"We have actors who communicate without using speech for example. We have actors who need to be able to use a wheelchair," Elizabeth Goodrich, the theater’s director, said. "We create an environment where all people can demonstrate their skills and shine on stage.”
Each special needs actor, or lead, is paired with a mentor or understudy, like 12-year-old lead Zoey Kaufman who works with 11-year-old mentor Madeline Stutte.
Denver7 contributor Connor Long asked them what it’s like to be an actor.
“To be an actor is to have fun on stage. Make new friends,” said Madeline.
“It's really awesome,” added Zoey. “When I first met my understudy, i think we kind of connected a lot. We actually became friends."
This season, Tapestry is performing the musical Honk, Jr., a retelling of The Ugly Duckling.
The shows are chosen based on the message.
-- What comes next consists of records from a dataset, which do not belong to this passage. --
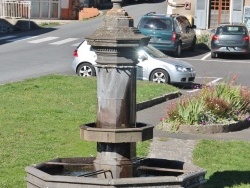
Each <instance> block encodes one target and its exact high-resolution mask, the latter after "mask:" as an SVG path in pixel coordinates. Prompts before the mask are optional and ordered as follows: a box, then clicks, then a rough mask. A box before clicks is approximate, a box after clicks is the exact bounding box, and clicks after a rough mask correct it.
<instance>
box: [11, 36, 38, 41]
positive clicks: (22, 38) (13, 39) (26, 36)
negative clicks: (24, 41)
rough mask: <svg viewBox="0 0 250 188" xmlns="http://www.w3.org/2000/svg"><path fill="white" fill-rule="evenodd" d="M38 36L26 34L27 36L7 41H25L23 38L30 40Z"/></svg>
mask: <svg viewBox="0 0 250 188" xmlns="http://www.w3.org/2000/svg"><path fill="white" fill-rule="evenodd" d="M36 37H38V36H33V37H32V36H25V37H20V38H14V39H10V40H7V42H15V41H23V40H28V39H33V38H36Z"/></svg>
Honk, Jr. is about a homely bird who suffers abuse until emerging as a beautiful swan.
“It talks about society not accepting someone who's different,” said Goodrich.
"Our other character's the froglett. A hopping character that shows that it doesn't really matter what you look like,” added Madeline. “It matters how you feel about yourself."
Shakespeare said, "The play's the thing." At Tapestry, the process of putting on the play's the thing.
The costumes are made with sensory-friendly materials and tailored to fit around wheelchairs.
“Sometimes when we have people in wheelchairs, the blocking might have to be a little different,” said co-director Lynne Niston. “It can be a long process because sometimes they need a little more time to memorize. Sometimes we need a little more work on acting."
Those special accommodations create something really normal and give the actors the experience of a lifetime.
Tickets are available for the last two performances of Honk, Jr. at 7 p.m. on Saturday, August 20 and 2 p.m. Sunday, August 21.